Note: The search is case-sensitive, which means that uppercase and lowercase alpha characters must be explicitly specified.

replacement_string - The replacement string used to replace all values matching the pattern in the specified string. The replacement string can contain literal characters, groups of characters from the original string (using the $int element), or a combination of the two. The replacement_string parameter must be enclosed in quotation marks.

Examples

The REGEXREPLACE( ) function allows you to construct a regular expression to find matching patterns in data, and to replace the matching values with a new string.

REGEXREPLACE(character_field, "\s+", " ")

standardizes spacing in character data by replacing one or more spaces between text characters with a single space.

Note: This could also be achieved using the COMPACT() function.

The search portion of the REGEXREPLACE() function is identical to the REGEXFIND() function.

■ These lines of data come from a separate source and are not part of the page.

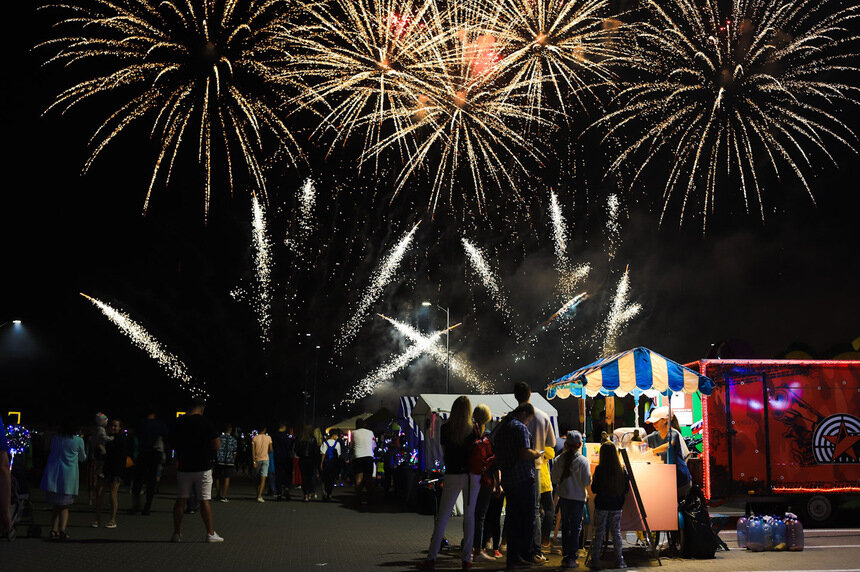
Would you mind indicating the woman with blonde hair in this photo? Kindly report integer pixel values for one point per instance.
(457, 436)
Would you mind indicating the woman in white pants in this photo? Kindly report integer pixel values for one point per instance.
(457, 436)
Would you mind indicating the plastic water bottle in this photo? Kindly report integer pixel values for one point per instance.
(755, 536)
(767, 528)
(793, 532)
(779, 534)
(743, 524)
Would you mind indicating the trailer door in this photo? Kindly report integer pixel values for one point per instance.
(747, 422)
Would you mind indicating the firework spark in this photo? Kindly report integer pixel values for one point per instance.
(145, 341)
(458, 366)
(263, 266)
(384, 372)
(619, 314)
(735, 96)
(383, 276)
(211, 71)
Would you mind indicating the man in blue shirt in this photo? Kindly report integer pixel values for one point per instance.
(516, 460)
(6, 529)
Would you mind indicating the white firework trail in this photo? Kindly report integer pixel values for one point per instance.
(619, 314)
(457, 365)
(559, 233)
(145, 341)
(384, 372)
(488, 279)
(613, 226)
(263, 264)
(383, 276)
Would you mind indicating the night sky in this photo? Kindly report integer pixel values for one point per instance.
(766, 287)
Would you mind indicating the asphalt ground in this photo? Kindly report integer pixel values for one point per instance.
(327, 537)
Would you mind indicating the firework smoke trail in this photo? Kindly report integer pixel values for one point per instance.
(489, 280)
(457, 365)
(619, 315)
(263, 264)
(143, 340)
(613, 226)
(384, 372)
(559, 233)
(381, 278)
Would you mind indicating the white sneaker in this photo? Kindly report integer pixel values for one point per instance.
(214, 537)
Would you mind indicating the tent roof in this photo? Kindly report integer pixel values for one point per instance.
(499, 404)
(639, 370)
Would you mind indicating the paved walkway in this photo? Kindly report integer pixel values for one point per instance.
(326, 537)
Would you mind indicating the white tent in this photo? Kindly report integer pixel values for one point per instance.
(432, 409)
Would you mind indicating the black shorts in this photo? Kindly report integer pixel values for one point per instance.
(363, 465)
(223, 471)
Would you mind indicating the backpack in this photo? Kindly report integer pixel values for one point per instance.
(481, 455)
(330, 454)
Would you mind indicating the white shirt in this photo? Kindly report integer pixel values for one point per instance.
(542, 434)
(363, 443)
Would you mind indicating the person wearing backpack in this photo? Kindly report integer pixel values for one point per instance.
(457, 436)
(330, 454)
(482, 462)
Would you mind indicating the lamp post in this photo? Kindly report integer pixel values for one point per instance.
(447, 343)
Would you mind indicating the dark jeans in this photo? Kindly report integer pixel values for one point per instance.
(306, 466)
(547, 515)
(481, 506)
(520, 520)
(571, 525)
(146, 470)
(283, 476)
(493, 521)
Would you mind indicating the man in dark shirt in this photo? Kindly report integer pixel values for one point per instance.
(151, 434)
(195, 440)
(516, 460)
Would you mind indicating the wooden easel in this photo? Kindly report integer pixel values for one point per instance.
(640, 506)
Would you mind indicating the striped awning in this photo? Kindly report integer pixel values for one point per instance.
(637, 371)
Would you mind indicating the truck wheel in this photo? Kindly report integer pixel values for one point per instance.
(819, 510)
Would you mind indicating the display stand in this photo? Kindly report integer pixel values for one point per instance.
(639, 504)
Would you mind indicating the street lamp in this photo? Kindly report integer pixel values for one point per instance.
(447, 343)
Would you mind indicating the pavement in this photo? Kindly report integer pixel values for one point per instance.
(326, 537)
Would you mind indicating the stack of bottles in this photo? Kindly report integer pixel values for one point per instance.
(761, 533)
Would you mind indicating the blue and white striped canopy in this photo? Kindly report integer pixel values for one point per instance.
(639, 370)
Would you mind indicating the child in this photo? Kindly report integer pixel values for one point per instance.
(609, 484)
(571, 474)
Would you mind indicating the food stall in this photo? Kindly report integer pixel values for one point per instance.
(636, 372)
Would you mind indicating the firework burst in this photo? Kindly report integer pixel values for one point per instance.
(145, 341)
(734, 95)
(209, 71)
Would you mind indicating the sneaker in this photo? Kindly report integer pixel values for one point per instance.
(214, 537)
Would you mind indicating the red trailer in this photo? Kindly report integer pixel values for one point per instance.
(783, 431)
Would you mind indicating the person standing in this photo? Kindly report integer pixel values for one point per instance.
(543, 436)
(571, 474)
(609, 484)
(61, 477)
(363, 448)
(261, 446)
(225, 463)
(457, 436)
(116, 452)
(151, 434)
(7, 530)
(284, 449)
(195, 441)
(330, 452)
(516, 459)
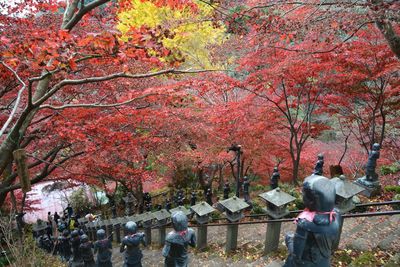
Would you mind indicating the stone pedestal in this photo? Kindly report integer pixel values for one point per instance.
(117, 233)
(201, 237)
(372, 188)
(231, 237)
(110, 232)
(147, 232)
(161, 233)
(335, 245)
(272, 237)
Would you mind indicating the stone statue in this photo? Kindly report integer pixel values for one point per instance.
(64, 246)
(131, 246)
(370, 181)
(275, 178)
(177, 241)
(148, 206)
(317, 226)
(180, 197)
(129, 201)
(209, 196)
(168, 204)
(86, 251)
(373, 156)
(319, 166)
(103, 248)
(246, 188)
(193, 198)
(227, 189)
(76, 253)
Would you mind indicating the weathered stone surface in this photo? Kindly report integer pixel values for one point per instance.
(360, 244)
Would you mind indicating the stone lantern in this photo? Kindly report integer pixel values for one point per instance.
(345, 191)
(109, 229)
(116, 233)
(233, 208)
(202, 213)
(129, 204)
(161, 218)
(181, 208)
(277, 202)
(147, 222)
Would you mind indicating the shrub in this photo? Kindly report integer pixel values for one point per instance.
(393, 188)
(365, 259)
(390, 169)
(257, 209)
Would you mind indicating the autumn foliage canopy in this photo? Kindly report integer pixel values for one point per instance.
(132, 92)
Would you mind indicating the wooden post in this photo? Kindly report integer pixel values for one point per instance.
(272, 237)
(335, 245)
(147, 232)
(89, 231)
(117, 232)
(201, 237)
(22, 170)
(110, 232)
(231, 237)
(161, 233)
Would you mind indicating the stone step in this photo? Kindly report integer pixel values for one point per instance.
(369, 235)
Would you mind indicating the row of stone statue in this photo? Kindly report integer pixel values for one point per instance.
(76, 248)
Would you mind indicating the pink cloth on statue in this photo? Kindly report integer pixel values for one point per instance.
(309, 215)
(182, 233)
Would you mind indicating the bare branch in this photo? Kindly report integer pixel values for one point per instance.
(70, 23)
(94, 105)
(63, 83)
(14, 110)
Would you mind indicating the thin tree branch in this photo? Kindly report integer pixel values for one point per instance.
(66, 82)
(14, 110)
(98, 105)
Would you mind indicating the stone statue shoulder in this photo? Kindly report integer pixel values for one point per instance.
(320, 224)
(133, 240)
(105, 243)
(175, 237)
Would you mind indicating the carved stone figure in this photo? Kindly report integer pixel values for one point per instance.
(317, 226)
(148, 206)
(319, 166)
(129, 204)
(86, 251)
(373, 156)
(168, 204)
(103, 248)
(193, 198)
(227, 189)
(246, 188)
(131, 246)
(209, 196)
(76, 253)
(64, 246)
(275, 178)
(177, 242)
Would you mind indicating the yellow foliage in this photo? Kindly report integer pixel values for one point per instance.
(192, 33)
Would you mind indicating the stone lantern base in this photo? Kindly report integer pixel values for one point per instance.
(372, 188)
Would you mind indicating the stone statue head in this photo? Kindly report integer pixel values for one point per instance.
(318, 193)
(179, 221)
(84, 238)
(376, 146)
(131, 227)
(65, 233)
(74, 233)
(101, 234)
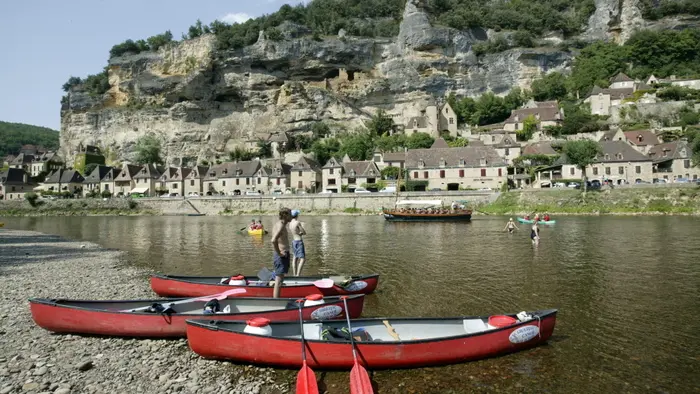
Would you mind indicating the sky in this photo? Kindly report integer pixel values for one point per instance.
(44, 42)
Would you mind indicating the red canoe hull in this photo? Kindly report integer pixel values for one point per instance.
(70, 320)
(286, 353)
(174, 287)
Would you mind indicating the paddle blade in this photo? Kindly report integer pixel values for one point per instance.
(306, 381)
(324, 283)
(359, 380)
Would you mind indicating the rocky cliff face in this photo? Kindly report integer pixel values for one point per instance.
(202, 102)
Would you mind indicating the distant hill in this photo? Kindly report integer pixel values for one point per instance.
(14, 135)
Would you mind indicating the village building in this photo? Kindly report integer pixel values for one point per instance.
(673, 161)
(457, 168)
(14, 183)
(307, 175)
(63, 180)
(619, 164)
(194, 181)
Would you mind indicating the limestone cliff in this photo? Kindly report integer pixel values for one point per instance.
(202, 102)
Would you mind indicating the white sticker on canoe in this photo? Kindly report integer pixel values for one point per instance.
(356, 286)
(524, 334)
(326, 312)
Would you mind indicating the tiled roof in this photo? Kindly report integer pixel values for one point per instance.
(641, 137)
(469, 156)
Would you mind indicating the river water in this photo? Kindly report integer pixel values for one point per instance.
(627, 289)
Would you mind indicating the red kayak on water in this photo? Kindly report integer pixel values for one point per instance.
(381, 343)
(293, 286)
(166, 318)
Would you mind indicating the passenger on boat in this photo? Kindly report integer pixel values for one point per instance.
(510, 226)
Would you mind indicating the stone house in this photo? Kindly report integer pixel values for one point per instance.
(93, 180)
(194, 181)
(63, 180)
(237, 178)
(620, 163)
(457, 168)
(433, 120)
(306, 174)
(545, 116)
(125, 182)
(14, 183)
(332, 175)
(673, 160)
(147, 180)
(642, 140)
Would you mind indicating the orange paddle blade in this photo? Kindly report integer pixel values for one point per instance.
(306, 381)
(359, 380)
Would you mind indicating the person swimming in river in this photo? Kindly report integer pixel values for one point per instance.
(510, 226)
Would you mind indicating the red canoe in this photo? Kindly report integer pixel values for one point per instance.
(293, 287)
(117, 319)
(386, 343)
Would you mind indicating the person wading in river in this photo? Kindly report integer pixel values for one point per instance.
(280, 249)
(298, 231)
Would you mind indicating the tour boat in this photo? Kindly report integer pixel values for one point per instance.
(531, 221)
(426, 211)
(381, 343)
(293, 286)
(166, 318)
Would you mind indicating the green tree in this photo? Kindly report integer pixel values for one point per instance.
(582, 153)
(148, 150)
(550, 87)
(380, 124)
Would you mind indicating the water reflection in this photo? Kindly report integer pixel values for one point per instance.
(627, 288)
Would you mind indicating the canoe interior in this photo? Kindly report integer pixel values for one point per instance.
(255, 281)
(187, 307)
(408, 330)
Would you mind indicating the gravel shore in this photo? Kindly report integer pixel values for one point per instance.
(33, 360)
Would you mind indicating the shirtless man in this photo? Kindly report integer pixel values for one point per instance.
(297, 243)
(280, 249)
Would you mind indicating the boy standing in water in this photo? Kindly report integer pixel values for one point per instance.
(280, 249)
(297, 243)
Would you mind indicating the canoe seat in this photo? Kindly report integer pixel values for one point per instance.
(313, 330)
(474, 325)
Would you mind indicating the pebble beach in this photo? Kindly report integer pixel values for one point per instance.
(33, 360)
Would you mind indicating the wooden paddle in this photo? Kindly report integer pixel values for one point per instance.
(359, 379)
(220, 297)
(306, 379)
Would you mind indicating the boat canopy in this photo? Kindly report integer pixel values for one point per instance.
(423, 203)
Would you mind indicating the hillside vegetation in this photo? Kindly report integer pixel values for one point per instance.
(14, 135)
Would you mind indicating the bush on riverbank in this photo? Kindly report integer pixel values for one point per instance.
(661, 200)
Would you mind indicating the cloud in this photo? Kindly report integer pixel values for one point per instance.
(235, 17)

For detailed information about the search capability common to both functions, see Regular Expressions.

Specific to the REGEXREPLACE() function, you can also use the $int element to replace characters with themselves, which allows you to preserve the meaningful parts of data, while standardizing or omitting surrounding or intermixed data. Several examples using telephone numbers and names appear below. To use the $int element you must first create groups by using parentheses in the pattern parameter.

You can avoid sequential character matching, and replace sub-strings regardless of their position in relation to one another, by nesting REGEXREPLACE() functions. For example:

REGEXREPLACE(REGEXREPLACE("123ABC","\d","9"),"[A-Z]","X") = 999XXX

REGEXREPLACE(REGEXREPLACE("1A2B3C","\d","9"),"[A-Z]","X") = 9X9X9X

Each instance of REGEXREPLACE() makes a pass through the target string, starting with the innermost instance.

When you use the REGEXREPLACE() function to create a computed field, the computed field length is identical to the original field length. If the replacement string length exceeds the target string length, overall string length increases, which results in truncation if the computed field cannot accommodate the increased string length. Characters that trail the target string are truncated first, followed by trailing replacement string characters.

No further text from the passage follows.